Heart failure (HF) is a multi-faceted clinical condition affecting up to 2% of the population in the developed world and is linked to significant morbidity and mortality, therefore posing a major public health concern. To this date, pharmacotherapy for HF has mainly focused on chronic HF with reduced ejection fraction (HFrEF), with angiotensin converting enzyme inhibitors (ACEi) being at the centre of the management plan, alongside angiotensin-receptor-blockers (ARBs), β-blockers (BB) and mineralocorticoid receptor antagonists (MRAs). A novel and recently approved therapy, however, involving angiotensin receptor–neprilysin inhibitors (ARNI), has shown very promising results and comparable to those of ACEi, which raises the question of whether ACEi should remain the first-line treatment option for HFrEF. In this review, the evidence regarding the clinical efficacy of ACEi and ARNI in the treatment of HFrEF is discussed, with emphasis placed on the major landmark trials.

Introduction & Background

Heart failure (HF) is a complex clinical syndrome that can result from either structural or functional cardiac abnormalities, compromising the ability of the ventricles to fill and / or eject blood [1]. The heart is hence unable to generate sufficient cardiac output to meet the metabolic demands of tissues, causing symptoms like dyspnoea and fatigue, and signs such as elevated jugular venous pressure, tachycardia, or peripheral oedema [2]. HF can be classified according to the severity of the patient’s symptoms via the New York Heart Association (NYHA), which is depicted below (Table 1[1]. It poses a major and growing public health concern, affecting 1%-2% of the population in developed countries, with the prevalence rising to more than 10% in those aged 70 or more.

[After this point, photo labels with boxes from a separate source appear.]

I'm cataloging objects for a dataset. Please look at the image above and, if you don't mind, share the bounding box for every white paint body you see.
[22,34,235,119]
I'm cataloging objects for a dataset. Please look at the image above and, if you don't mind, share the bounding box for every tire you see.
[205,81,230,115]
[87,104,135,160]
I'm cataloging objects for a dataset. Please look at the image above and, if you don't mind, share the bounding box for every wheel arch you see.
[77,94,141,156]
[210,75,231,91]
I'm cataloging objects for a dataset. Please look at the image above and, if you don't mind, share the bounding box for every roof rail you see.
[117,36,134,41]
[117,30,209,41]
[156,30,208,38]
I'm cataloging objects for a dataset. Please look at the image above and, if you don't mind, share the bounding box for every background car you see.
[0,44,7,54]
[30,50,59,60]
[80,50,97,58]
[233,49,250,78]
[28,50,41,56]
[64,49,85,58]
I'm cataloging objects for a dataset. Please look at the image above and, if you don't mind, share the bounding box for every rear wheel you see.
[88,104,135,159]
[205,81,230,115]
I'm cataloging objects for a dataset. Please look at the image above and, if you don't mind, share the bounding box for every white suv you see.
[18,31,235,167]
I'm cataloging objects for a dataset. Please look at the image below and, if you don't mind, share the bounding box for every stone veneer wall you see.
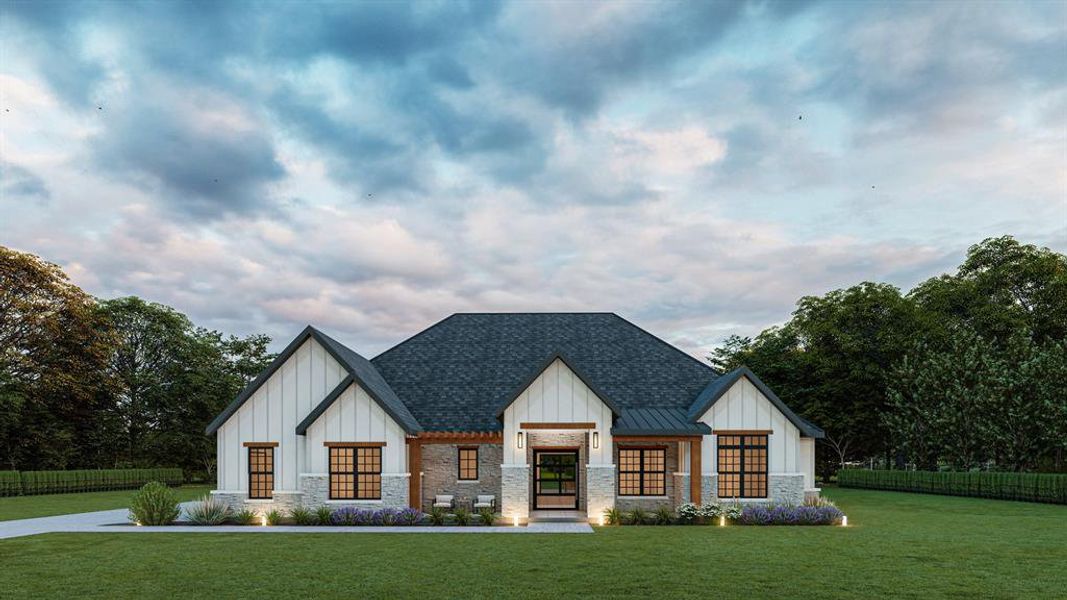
[526,430,589,510]
[612,443,681,510]
[500,464,530,521]
[421,444,504,510]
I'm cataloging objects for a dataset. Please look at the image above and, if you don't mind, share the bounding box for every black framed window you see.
[249,446,274,500]
[619,448,667,495]
[718,433,767,498]
[459,447,478,481]
[330,446,382,500]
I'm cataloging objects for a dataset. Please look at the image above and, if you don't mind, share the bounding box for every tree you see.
[0,247,115,469]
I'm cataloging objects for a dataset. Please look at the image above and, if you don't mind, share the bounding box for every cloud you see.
[0,2,1067,354]
[0,160,52,202]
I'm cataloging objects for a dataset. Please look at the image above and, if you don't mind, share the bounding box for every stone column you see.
[500,464,530,523]
[586,464,615,523]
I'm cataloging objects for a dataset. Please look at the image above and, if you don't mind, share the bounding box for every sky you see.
[0,0,1067,357]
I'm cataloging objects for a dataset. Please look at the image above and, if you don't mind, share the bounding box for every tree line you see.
[0,247,273,477]
[710,236,1067,476]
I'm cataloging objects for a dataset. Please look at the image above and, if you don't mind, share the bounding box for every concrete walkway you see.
[0,503,593,539]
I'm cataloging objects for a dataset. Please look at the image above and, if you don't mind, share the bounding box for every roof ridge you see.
[367,313,460,363]
[611,313,721,373]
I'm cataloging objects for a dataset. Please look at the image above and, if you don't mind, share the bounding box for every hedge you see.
[838,469,1067,504]
[0,469,182,495]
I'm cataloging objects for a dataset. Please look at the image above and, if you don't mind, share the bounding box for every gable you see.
[688,367,824,438]
[499,356,615,428]
[370,313,716,431]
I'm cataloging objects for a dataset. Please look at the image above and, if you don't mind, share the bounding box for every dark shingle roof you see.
[611,408,712,436]
[370,313,716,431]
[687,366,826,438]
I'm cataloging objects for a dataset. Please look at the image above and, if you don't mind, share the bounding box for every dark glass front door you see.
[534,451,578,510]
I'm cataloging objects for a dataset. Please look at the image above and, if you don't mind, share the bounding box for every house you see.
[207,313,823,521]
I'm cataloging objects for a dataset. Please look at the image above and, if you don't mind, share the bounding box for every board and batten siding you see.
[307,383,407,475]
[504,359,611,464]
[700,377,814,474]
[216,338,347,492]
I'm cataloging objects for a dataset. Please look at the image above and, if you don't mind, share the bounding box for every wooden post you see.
[408,440,423,510]
[689,438,704,506]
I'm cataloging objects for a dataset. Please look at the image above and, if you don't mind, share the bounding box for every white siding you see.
[700,377,801,474]
[216,338,346,491]
[504,359,611,464]
[306,383,407,474]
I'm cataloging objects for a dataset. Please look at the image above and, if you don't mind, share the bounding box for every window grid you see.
[459,447,478,481]
[619,448,667,495]
[718,435,767,498]
[249,446,274,500]
[330,446,382,500]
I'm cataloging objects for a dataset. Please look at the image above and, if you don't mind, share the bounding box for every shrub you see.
[129,481,181,525]
[234,508,256,525]
[653,506,674,525]
[697,504,722,523]
[452,506,471,526]
[604,506,622,525]
[627,506,650,525]
[737,505,843,525]
[289,506,316,525]
[0,471,22,496]
[315,504,333,525]
[838,469,1067,504]
[373,507,397,525]
[18,469,182,495]
[429,506,448,525]
[187,494,229,525]
[397,507,423,525]
[330,506,362,525]
[803,495,837,508]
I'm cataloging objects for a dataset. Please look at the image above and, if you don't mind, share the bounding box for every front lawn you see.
[0,486,211,521]
[0,490,1067,600]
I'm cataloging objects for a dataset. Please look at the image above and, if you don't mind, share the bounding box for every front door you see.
[534,451,578,510]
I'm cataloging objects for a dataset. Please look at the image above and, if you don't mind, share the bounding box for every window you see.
[460,448,478,481]
[330,446,382,500]
[619,448,667,495]
[718,433,767,498]
[249,446,274,499]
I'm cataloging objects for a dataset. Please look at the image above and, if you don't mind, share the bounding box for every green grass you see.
[0,490,1067,600]
[0,486,211,521]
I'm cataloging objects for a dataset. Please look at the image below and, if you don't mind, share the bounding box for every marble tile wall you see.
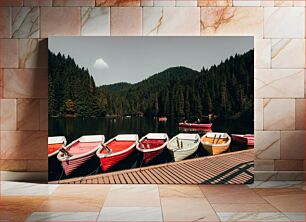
[0,0,306,180]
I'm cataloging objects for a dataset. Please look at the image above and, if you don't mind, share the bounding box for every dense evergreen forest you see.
[49,50,254,119]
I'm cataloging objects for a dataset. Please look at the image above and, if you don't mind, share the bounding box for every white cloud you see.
[94,58,109,69]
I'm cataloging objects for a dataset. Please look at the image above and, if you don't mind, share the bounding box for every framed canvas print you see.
[48,36,254,184]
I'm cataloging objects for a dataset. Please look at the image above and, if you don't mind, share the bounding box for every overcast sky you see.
[48,36,254,86]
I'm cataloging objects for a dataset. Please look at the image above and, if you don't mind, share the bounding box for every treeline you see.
[49,50,254,118]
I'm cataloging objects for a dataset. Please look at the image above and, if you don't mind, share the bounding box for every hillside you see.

Despite advances in treatment, HF is associated with significant morbidity and mortality (five-year survival rate is 50%) and is responsible for substantial healthcare costs ($39 billion per annum in the US) [3-4]. Pharmacotherapy for HF that is linked to improved morbidity or mortality currently includes drugs such as angiotensin-converting enzyme inhibitors (ACEi), angiotensin receptor blockers (ARBs), β-blockers (BB) and mineralocorticoid receptor antagonists (MRAs), while several other drugs with promising benefits are under development. So far, most drugs demonstrating beneficial outcomes in clinical trials have been tested in patients with chronic HF with reduced ejection fraction (HFrEF) (defined as ejection fraction <40% of normal) [5]. The cornerstone and first-line treatment option for chronic HFrEF currently involves ACEi, but a newly licensed angiotensin receptor-neprilysin inhibitor (ARNI) has recently been recommended as a replacement for ACEi in patients with HFrEF NYHA II-IV [6]. Therefore, in this paper, the efficacy of enalapril, an ACEi, is discussed in the treatment of chronic HFrEF, and then compared to the efficacy of sacubitril/valsartan, an ARNI. The aforementioned drugs were chosen as representative of their respective drug classes, due to the amount and quality of literature present, which also allows for a direct, head to head comparison.

Class Symptom Severity
I Symptoms of heart failure only at levels that would limit normal individuals
II Symptoms of heart failure on ordinary exertion
III Symptoms of heart failure on less-than-ordinary exertion
IV Symptoms of heart failure at rest

Review

Mechanism of action

Ace Inhibitors

ACEi have been shown in many studies to attenuate ventricular remodelling and improve ventricular function in patients with HF [7]. This reverse-remodelling can be explained by several proposed mechanisms. Specifically, ACEi have a profound effect on the neuro-hormonal state of patients with HF through their interference with the renin-angiotensin-aldosterone system (RAAS), via the inhibition of the conversion of angiotensin I to angiotensin II. Decreased levels of angiotensin II enhance natriuresis and lower blood pressure (BP), by reducing sympathetic activity, aldosterone and vasopressin release and thus vasoconstriction. In addition, ACEi prevent the breakdown of bradykinin, thus inducing vasodilation and further BP reduction [8]. Lowered arterial and venous pressure in turn leads to reduced preload and importantly afterload, which results in increased stroke volume and improved ejection fraction. ACEi can also inhibit ventricular remodelling by actions at a cellular level, specifically by limiting cardiac hypertrophy and myocardial fibrosis, while also attenuating cardiomyocyte apoptosis. In these ways, ACEi have been shown to have beneficial effects in chronic HF [4, 9, 10].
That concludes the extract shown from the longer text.